When trapezoidal drive signals such as that shown in FIG. 11(I) are applied to desired piezoelectric vibrators D and F, but not applied to undesired adjacent piezoelectric vibrator E, the corresponding pressure producing chambers behave according to the following description.
Reference is now made to FIG. 11(II). This figure shows the volume of a pressure producing chamber. The horizontal line is a reference line which represents the volume of the pressure producing chamber when the pressure producing chamber is neither expanded nor contracted. The data points below the horizontal reference line represent contraction. The further from the horizontal reference line a data point is, the more the pressure producing chamber is contracted. Likewise, data points above the horizontal reference line represent expansion of the pressure producing chamber. As will be appreciated, the wavy line in FIG. 11(II) represents the expansion and contraction of a pressure producing chamber over time.
For convenience, the following description may state that a piezoelectric vibrator contracts or expands. This is merely a shorthand way of stating that the piezoelectric vibrator is driven in a certain manner which causes the corresponding pressure producing chamber to experience contraction or expansion.
During the first part of the trapezoidal drive signal (i.e., during charging), the piezoelectric vibrators D and F contract as shown in FIG. 11(II). During the second part of the trapezoidal drive signal (i.e., during holding), the drive signal is held at a predetermined voltage. When charging stops and holding begins, natural vibrations are caused. In other words, when the piezoelectric vibrators stop contracting and are held, natural vibrations result. These natural vibrations may be referred to as free vibrations or as first natural vibrations.
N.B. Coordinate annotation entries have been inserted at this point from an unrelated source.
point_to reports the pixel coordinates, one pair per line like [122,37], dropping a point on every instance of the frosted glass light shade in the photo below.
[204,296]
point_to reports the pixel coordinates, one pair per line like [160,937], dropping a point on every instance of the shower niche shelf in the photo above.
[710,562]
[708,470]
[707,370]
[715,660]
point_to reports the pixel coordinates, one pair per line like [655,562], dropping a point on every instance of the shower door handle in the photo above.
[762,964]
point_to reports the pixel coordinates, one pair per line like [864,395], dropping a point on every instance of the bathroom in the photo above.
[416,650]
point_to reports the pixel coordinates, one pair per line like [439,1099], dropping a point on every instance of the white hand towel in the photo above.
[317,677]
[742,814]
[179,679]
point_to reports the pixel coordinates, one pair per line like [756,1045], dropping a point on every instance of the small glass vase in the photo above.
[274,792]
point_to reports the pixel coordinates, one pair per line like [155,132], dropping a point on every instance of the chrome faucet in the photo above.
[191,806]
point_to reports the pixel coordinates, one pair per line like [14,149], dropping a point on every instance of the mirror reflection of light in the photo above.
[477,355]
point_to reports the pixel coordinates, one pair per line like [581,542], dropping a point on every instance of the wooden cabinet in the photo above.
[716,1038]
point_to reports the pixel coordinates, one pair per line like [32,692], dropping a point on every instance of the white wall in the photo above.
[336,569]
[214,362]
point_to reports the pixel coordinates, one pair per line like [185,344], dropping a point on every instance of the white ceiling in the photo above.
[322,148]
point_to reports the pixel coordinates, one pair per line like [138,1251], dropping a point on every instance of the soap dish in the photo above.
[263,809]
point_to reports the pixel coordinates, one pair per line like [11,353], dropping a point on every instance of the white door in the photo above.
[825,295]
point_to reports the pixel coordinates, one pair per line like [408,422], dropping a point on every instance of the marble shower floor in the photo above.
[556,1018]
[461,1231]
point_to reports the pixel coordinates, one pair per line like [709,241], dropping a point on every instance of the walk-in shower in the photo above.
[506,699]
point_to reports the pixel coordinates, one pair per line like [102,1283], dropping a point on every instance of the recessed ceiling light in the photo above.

Holding of piezoelectric vibrators D and F lasts for a predetermined period of time. In order to jet ink droplets after a predetermined time has elapsed, the charges stored in the piezoelectric vibrators D and F are discharged so as to expand these piezoelectric vibrators. After the ink droplets have been jetted out, the piezoelectric vibrators D and F start vibrating naturally again. The natural vibrations caused after the jetting of the ink droplets may be referred to as latter free vibrations or as second natural vibrations.
On the other hand, the undesired adjacent piezoelectric vibrator E, to which no drive signal has been applied, receives vibrations through the fixing board A. The undesired adjacent piezoelectric vibrator E receives not only the free vibrations, but also the latter free vibrations created with the jetting of the ink droplets from desired piezoelectric vibrators D and F.
As a result, the undesired adjacent piezoelectric vibrator E has the amplitude of a vibration thereof amplified as shown in FIG. 11 (III) due to interference between the vibrations at the time of charging and the vibrations after the ink droplets have been jetted out. The amplitude of the vibration of the piezoelectric vibrator E caused by the propagation is in the order of 10% of the maximum amplitude of the vibrations of the desired piezoelectric vibrators D and F. However, if the vibration of the piezoelectric vibrator E lasts for a plurality of cycles, e.g., for three cycles or more, then the vibration of the meniscus of the nozzle opening corresponding to the piezoelectric vibrator E is amplified, which in turn causes an ink droplet undesirably to be jetted out.